Иногда, как в приведенной выше притче, когда у хозяина могла случиться какая-то беда, хуже, чем просто неудачно вложенные деньги, раб мог воспользоваться ситуацией, обмануть его и сбежать. В «Дигестах» Юстиниана (14.5.8) рассказывается, как некий Тициан I назначил раба для выдачи заемных денег и принятия залогов. Тот даже имел обыкновение вместо покупателя принимать на себя долг и производить платежи оптовым торговцам ячменем.

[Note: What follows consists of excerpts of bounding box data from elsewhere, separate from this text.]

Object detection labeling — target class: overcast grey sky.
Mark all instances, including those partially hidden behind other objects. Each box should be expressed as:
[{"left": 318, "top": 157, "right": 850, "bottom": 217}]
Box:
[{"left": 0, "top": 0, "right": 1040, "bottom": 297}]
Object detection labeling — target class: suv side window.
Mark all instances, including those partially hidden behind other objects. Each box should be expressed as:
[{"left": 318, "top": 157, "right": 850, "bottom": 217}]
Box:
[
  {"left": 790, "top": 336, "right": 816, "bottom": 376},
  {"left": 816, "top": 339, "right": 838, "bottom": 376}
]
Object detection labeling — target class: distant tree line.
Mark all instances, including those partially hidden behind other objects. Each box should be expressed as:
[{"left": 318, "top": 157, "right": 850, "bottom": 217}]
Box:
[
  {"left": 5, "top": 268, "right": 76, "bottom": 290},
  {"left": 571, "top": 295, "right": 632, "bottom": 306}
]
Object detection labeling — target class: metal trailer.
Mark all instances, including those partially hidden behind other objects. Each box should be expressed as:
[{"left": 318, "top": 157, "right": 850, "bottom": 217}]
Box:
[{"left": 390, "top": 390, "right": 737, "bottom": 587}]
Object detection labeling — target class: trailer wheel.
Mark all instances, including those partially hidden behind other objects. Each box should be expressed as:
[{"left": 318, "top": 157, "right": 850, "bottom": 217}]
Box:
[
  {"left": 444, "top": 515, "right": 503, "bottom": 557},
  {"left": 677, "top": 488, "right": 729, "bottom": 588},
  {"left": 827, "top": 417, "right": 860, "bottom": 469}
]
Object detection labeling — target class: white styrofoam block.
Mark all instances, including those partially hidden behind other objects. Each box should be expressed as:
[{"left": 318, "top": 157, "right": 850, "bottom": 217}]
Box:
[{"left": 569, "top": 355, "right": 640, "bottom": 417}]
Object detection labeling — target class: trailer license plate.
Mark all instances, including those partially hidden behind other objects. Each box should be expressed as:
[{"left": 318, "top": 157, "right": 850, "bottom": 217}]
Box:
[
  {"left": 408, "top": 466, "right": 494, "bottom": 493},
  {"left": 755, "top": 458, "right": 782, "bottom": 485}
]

Однако раб пошел еще дальше: он сам (возможно, используя деньги хозяина) перекупал долги покупателей торговцев зерна, а затем с выгодой продавал их. Накопив таким образом некоторую сумму, он скрылся. Случаи такого доверия по отношению к рабу, который в результате мог разбогатеть, оказывались весьма частыми. Единственное, что здесь необычно, – это решение раба сбежать, а не дождаться, пока у него накопится достаточная сумма для выкупа на свободу, чтобы уже от своего имени выдавать ссуды.
Но все это вовсе не означает, что основное количество рабов располагало такими прекрасными возможностями для накопления денег. Лишь малую долю особо сообразительных и надежных рабов обучали, чтобы они стали посредниками своих хозяев. И все-таки даже самые обычные подневольные в городе и сельской местности могли скопить какие-то деньги и хоть немного скрасить свою тяжелую жизнь.